最近、幸か不幸の巡り合わせか、IBM 5550のシステムROMが見つかってしまったので、まだ諦め切れていない私はこれを解析していました。私が一番気になっているブートストラップの謎(ディスクI/O周り)については未だ分からない点が多いが、それ以外ではそこそこの収穫があったと思う。

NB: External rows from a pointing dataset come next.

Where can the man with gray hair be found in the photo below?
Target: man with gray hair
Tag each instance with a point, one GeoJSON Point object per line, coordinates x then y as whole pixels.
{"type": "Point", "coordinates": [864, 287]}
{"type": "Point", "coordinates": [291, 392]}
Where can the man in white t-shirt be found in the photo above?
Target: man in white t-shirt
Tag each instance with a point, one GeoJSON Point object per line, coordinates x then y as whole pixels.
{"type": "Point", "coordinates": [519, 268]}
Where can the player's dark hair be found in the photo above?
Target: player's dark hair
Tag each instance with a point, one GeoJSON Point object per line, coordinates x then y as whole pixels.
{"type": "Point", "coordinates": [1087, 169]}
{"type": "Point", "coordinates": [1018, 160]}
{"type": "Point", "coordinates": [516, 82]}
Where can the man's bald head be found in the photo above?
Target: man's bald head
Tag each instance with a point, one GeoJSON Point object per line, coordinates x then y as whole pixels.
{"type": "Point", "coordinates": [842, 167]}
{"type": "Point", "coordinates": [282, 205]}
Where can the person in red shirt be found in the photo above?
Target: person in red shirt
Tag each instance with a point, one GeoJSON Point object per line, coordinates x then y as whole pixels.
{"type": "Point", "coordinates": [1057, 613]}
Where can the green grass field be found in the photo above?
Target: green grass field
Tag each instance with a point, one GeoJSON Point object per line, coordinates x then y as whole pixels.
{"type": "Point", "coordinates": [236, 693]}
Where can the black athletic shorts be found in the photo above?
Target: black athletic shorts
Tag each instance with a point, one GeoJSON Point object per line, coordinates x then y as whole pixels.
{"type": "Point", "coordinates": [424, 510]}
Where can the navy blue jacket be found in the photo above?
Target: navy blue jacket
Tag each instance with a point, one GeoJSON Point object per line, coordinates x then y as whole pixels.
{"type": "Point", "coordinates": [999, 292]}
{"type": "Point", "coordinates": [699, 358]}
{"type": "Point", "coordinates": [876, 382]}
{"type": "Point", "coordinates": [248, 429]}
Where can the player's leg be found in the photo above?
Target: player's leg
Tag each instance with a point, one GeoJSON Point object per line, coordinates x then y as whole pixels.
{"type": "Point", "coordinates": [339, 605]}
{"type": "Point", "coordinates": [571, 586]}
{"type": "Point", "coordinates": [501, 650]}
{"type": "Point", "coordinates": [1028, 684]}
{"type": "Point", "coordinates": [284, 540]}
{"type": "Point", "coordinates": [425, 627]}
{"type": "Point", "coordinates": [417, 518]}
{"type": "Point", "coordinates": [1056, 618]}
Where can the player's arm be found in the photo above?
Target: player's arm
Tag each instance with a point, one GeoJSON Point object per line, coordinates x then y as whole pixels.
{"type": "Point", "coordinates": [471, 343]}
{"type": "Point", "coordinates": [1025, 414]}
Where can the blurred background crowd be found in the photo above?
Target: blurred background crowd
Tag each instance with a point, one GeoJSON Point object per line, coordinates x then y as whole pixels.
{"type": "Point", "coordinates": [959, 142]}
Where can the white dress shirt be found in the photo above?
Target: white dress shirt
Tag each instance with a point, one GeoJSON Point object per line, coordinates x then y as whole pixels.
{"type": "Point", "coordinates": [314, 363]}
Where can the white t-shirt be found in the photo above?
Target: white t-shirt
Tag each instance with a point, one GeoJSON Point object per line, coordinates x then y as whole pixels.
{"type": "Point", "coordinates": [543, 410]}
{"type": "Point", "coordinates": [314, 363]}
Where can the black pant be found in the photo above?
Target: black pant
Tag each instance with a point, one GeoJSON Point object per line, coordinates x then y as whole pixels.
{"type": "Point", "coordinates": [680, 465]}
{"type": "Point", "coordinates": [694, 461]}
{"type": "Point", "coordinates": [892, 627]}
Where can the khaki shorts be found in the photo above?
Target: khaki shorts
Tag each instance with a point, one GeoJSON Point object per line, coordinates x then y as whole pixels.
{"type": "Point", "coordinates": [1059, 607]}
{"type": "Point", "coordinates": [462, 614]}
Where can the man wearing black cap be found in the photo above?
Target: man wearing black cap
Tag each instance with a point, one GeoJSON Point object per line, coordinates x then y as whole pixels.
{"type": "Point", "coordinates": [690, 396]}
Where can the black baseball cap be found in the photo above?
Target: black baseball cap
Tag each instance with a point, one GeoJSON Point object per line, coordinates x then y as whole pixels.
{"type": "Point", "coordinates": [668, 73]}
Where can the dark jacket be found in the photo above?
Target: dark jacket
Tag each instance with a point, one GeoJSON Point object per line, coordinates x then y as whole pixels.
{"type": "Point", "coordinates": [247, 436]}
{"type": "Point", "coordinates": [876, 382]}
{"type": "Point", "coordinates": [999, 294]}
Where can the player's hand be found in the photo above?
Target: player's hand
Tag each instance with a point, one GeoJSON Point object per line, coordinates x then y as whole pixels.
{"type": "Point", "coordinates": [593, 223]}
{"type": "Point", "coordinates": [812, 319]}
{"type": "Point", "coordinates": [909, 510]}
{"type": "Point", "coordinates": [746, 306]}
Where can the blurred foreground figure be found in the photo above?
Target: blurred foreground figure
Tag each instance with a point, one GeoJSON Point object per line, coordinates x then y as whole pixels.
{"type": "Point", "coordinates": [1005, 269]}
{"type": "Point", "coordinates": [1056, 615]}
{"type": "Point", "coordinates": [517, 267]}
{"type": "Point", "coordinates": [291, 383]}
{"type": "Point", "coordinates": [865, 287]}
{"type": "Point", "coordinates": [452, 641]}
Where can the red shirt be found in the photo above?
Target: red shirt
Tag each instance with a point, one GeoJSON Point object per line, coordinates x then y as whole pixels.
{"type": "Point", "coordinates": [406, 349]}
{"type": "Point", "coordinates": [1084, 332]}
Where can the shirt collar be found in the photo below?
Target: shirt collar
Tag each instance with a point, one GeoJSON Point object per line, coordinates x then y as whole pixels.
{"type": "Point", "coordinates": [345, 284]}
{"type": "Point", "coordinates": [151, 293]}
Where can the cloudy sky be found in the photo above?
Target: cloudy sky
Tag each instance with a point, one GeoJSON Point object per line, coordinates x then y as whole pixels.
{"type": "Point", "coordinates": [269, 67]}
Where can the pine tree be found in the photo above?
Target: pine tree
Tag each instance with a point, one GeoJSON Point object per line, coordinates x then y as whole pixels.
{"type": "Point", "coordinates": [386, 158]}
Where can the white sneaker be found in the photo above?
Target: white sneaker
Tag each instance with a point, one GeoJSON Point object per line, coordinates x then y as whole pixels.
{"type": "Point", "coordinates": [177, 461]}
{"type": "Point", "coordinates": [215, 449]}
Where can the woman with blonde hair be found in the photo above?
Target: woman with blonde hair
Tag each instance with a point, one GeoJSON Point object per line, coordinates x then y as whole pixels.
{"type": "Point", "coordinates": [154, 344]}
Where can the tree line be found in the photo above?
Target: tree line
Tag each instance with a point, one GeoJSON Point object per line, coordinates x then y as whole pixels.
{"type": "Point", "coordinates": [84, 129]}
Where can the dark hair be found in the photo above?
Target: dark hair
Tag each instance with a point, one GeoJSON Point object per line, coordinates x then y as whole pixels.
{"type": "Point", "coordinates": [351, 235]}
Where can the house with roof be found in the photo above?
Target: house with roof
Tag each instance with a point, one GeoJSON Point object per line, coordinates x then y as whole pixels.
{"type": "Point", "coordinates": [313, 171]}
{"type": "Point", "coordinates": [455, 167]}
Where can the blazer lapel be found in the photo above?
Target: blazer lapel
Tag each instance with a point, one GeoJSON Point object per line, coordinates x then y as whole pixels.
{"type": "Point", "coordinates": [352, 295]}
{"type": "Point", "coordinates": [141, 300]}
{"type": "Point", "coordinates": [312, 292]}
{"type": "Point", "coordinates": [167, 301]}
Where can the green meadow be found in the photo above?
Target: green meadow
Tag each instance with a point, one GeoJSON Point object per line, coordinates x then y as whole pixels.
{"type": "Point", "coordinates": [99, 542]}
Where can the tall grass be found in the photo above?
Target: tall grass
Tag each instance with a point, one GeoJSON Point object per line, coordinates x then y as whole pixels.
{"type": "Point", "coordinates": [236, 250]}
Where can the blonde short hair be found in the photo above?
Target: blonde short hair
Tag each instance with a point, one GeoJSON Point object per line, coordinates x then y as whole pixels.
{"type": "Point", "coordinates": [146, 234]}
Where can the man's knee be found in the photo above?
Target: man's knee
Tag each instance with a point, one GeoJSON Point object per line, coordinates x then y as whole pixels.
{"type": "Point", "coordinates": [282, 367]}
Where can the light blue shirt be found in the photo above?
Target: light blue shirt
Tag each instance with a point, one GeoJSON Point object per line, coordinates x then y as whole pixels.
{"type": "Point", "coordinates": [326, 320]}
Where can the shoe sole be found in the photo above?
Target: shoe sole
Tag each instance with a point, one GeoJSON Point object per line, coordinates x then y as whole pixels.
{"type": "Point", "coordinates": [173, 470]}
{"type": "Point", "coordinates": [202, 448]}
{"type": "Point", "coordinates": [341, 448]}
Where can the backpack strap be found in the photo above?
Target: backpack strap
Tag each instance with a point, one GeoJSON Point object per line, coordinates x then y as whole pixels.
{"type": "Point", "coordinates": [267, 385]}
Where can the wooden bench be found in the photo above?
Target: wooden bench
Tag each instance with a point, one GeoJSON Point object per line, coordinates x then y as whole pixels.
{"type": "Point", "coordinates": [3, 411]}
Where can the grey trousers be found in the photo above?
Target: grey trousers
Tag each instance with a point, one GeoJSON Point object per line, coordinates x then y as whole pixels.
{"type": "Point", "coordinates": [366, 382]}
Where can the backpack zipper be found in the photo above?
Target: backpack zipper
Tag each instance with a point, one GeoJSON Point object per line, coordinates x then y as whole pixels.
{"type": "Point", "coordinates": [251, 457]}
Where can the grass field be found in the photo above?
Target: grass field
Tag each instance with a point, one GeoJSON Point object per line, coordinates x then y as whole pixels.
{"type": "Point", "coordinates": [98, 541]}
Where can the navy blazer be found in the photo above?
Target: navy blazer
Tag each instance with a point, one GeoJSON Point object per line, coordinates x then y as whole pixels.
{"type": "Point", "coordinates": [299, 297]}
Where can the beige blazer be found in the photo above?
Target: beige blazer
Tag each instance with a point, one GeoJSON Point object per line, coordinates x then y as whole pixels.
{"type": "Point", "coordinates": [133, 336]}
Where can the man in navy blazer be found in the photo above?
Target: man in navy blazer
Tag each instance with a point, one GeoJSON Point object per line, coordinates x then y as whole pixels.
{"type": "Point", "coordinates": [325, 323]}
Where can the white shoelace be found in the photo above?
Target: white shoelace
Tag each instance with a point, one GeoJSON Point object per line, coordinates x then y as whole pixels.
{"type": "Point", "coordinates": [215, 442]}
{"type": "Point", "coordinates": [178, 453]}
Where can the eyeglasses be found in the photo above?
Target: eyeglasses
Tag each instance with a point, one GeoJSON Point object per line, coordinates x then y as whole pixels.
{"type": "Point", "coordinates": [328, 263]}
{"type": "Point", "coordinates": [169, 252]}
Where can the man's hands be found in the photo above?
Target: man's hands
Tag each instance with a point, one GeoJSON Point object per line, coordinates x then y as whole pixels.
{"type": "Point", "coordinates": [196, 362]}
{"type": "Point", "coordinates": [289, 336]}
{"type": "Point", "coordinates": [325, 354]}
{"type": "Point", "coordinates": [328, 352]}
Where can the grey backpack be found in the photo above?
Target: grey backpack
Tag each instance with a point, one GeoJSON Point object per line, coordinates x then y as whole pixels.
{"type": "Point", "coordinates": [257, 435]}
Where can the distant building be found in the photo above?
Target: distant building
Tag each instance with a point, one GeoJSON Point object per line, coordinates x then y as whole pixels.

ここではIBM 5550のハードウェア仕様はモデル5551-G06の情報を参考にしているため、初期モデル (A, B, C)と異なる可能性がある。
ハードウェアの違い
| IBM 5550 | IBM 5160 | |
|---|---|---|
| ブランド名 | マルチステーション5550 | Personal Computer XT |
| 発表時期 | 1983年3月 | 1983年3月 |
| CPU | 8086 8MHz | 8088 4.77MHz |
| ROM | 16KB | 40KB |
| RAM | 256KB | 128KB |
| FDD | 1-3 x 2DD 720KB | 0-2 x 2D 360KB |
| FDC | μPD765A | μPD765A |
| キーボードI/O | XTプロトコル互換? | XTプロトコル |
| ビデオ出力 | 内蔵 | オプションの増設アダプター |
| CRTC | HD46505 | HD46505 (MDA/CGA) |
| フォントROM | なし(後にオプション) | 8KB (MDA/CGA) |
| テキスト画面解像度 | 1066 x 725(5551-B型) | 720 x 350 (MDA) |
| グラフ画面解像度 | 1024 x 768(5551-B型) | 640 x 200 (CGA) |
IBM 5550はIBM PCとアーキテクチャーが違うと言われているが、詳細を見ると、ハードウェア周りでは類似点が多い。割り込みコントローラーやDMAコントローラーなどの主要部分はI/Oポートも同じ。大きな違いは、IBM 5550はROMにBASICやBIOSを持たないことと、ディスプレイ周りはCRTコントローラーに日立HD46505(モトローラ6845として知られる)を使っていること以外に共通点がない。キーボード(5556-001など)は同じプロトコルを使用しているとみられるが、5576キーボードのスキャンコードセット8Ahと同じだとすれば、スキャンコードに互換性がない。
メモリーマップ
| アドレス | IBM 5550 | IBM 5160 |
|---|---|---|
| A0000 | 全角フォント/APAバッファー | - |
| B0000 | ^ | MDA |
| B4000 | ^ | - |
| B8000 | ^ | CGA |
| BC000 | ^ | - |
| C0000 | - | - |
| C8000 | - | Fixed Disk Control |
| CC000 | - | - |
| D8000 | 半角フォント | - |
| DC000 | - | - |
| E0000 | 属性バッファー | - |
| E1000 | - | - |
| E8000 | ハードディスク・コントロール・ローカル・メモリー | - |
| ? | - | - |
| F0000 | 漢字フォント・カード | System ROM (BIOS/BASIC) |
| ? | - | ^ |
| FC000 | システムROM (IPL) | ^ |
| FFFFF | ^ | ^ |
IPLを解析して分かったことは、IBM 5550はROMにフォントを持たない。例外的に、システムの電源オン時に実行されるBAT (Basic Assurance Test) という自己診断の画面表示用として、16進数(0から9とAからF)のフォントをIPL ROMに持っている。これ以外のフォントはOS(日本語DOSや文書プログラム)のディスクからビデオメモリーにロードされると考えられる。BASICをROMに持たない(日本語DOSのディスクに収録)ため、BIOSもROMに置く必要がなく、ROMにはBATとディスク起動に必要なコードしかない。IPL内でBIOS呼び出しを一切使っていないので、断片的に分かっているメモリーマップとI/Oポートから処理内容を推測するしかなく、ブートストラップの謎は未だに解明できていない。
ディスプレイ・アダプター
IBM 5550のディスプレイ・アダプターは機能的にはPS/55のものとほぼ同じ。アーキテクチャーはPS/55の初代ディスプレイ・アダプターと似ている。
→ 初代ディスプレイ・アダプターの特異なテキストモード [PS/55]
IPL ROMにHD46505用ビデオフォーマットのパラメーターテーブルに1066x725(82桁×25行)の画面モードがあり、紙面上以外で初めてこの画面モードの存在を確認できた。日本語DOSのコードを解析したところでは、漢字フォントカードのI/OポートとROMアドレスが違う。CRTCのI/OポートはIBM 5550ではCGAと同じ位置にある。DOSでのフォントの管理についてはまだ解明できていない部分が多い。
用途不明のI/Oポートがいくつかある。FDCに関連すると考えられる3F3hとか、システム構成情報やテストスイッチ、デバッグLEDに関係していそうなA0h-A2hとか。DOSBoxにエミュレーションを実装するなら、その辺りは誤魔化せそう。86Boxだとそうはいかないから難しい。